The child testified that he was aware there were accounts in his name. He understood that he was effectively being paid from his father's company. He helped in the office doing minor things such as filling tape dispensers. Kaelter testified that the child was paid exactly the amount that could be put into a Roth IRA each year from the company.

The district court also had jurisdiction because this was a paternity action and the IRA certificate was in Sokol's possession. The court had authority to provide for the child's support. K.S.A. 23-2215(c) provides that “Upon adjudging that a party is the parent of a minor child, the court shall make provision for support and education of the child.”

This has been a very contentious lawsuit with many hearings. The record oftentimes is confusing because there are so many motions about the same issues filed by Sokol over the years. We see no reason to reverse; therefore, we affirm the district court in every respect.

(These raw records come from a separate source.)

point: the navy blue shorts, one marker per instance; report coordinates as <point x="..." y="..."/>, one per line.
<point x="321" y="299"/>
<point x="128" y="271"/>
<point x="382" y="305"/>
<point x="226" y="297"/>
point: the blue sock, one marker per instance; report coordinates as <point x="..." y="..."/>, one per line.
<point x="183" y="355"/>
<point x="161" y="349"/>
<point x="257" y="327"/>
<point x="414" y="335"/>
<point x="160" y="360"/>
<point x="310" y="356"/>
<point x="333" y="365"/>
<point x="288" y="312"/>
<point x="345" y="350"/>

We turn to Kaelter's cross-appeal.

After this court issued its opinion in Sokol's first appeal in 2013, the panel granted Kaelter's request for appellate costs and attorney fees under Supreme Court Rule 7.07(b) (2014 Kan. Ct. R. Annot 70) and K.S.A. 2012 Supp. 23-2216, giving the court in a parentage action the discretion to award costs and attorney fees as justice and equity may require. When the Supreme Court vacated the judgment of this court for lack of jurisdiction, it also vacated the attorney fees award.

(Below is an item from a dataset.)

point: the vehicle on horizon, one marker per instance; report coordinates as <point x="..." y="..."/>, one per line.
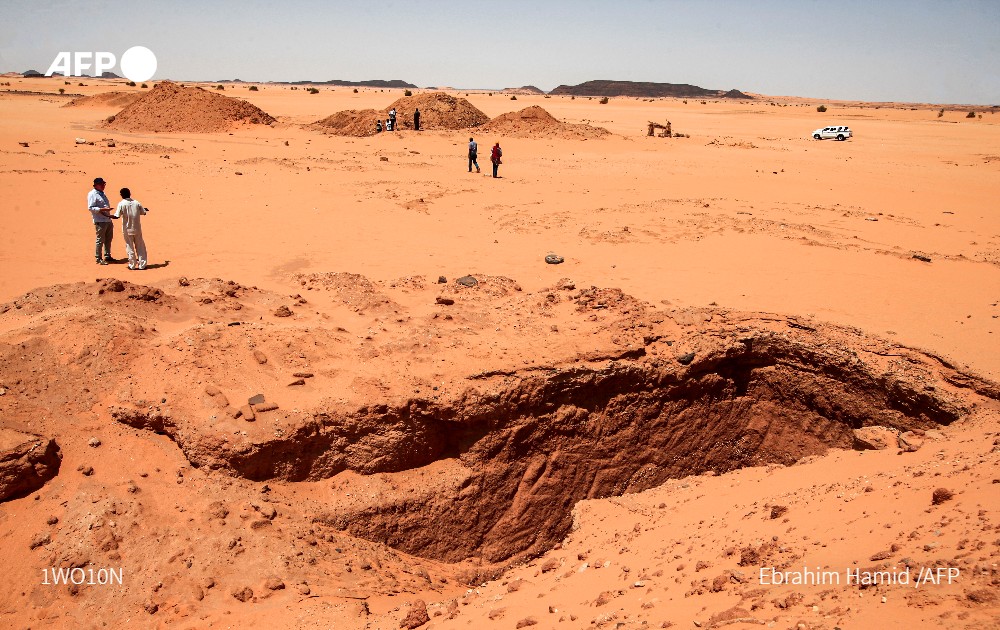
<point x="838" y="133"/>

When the case returned to the district court, Kaelter filed a motion requesting attorney fees, which included a request for fees incurred in the first appeal. The district court ordered Sokol to pay Kaelter attorney fees as a sanction because Sokol “knowingly and intentionally diverted funds earmarked for his son's education to his own personal use.” The court found Sokol's “misconduct and tactics have inflated the cost of this litigation and unnecessarily delayed the orderly administration of justice. Mr. Sokol has abused the litigation process in an attempt to cover up his misdeeds.” But the court denied Kaelter's request for appellate attorney fees, stating it had no authority to do so.

Now in this cross-appeal, Kaelter contends the district court erred by finding it lacked jurisdiction to award her attorney fees relating to the prior appeal. She argues the district court had authority under K.S.A. 2013 Supp. 60-211 and K.S.A. 23-2216 to award attorney fees. Sokol maintains that the district court was without authority to award appellate attorney fees.

Indeed, the Kansas Supreme Court rules authorize an award of appellate attorney fees. “An appellate court may award attorney fees for services on appeal in a case in which the district court had authority to award attorney fees.” (Emphasis added.) Supreme Court Rule 7.07(b)(1) (2017 Kan. S. Ct. R. 51). Obviously, from that wording, the rule contemplates that the motion for attorney fees must be made to the appellate court.

Going deeper into the subject, caselaw persuades us that only appellate courts can award appellate attorney fees. In Evans v. Provident Life & Acc. Ins. Co., 249 Kan. 248, 265, 815 P.2d 550 (1991), the Kansas Supreme Court held that “[c]ivil appellate attorney fee awards are to be determined by the appellate court hearing the appeal. Motions for attorney fees incurred before the Court of Appeals should be determined by the Court of Appeals.” The court in Snider v. American Family Mut. Ins. Co., 297 Kan. 157, 165-67, 298 P.3d 1120 (2013), reaffirmed the holding in Evans. “Evans informed Snider and the district court that only the Court of Appeals could consider the reasonableness of the appellate fees related to the proceedings before the Court of Appeals.” 297 Kan. at 168.

The district court correctly ruled that it was not authorized to award attorney fees relating to the prior appeal. We will address the parties' requests for appellate attorney fees in a separate order.

The rulings of the district court are affirmed.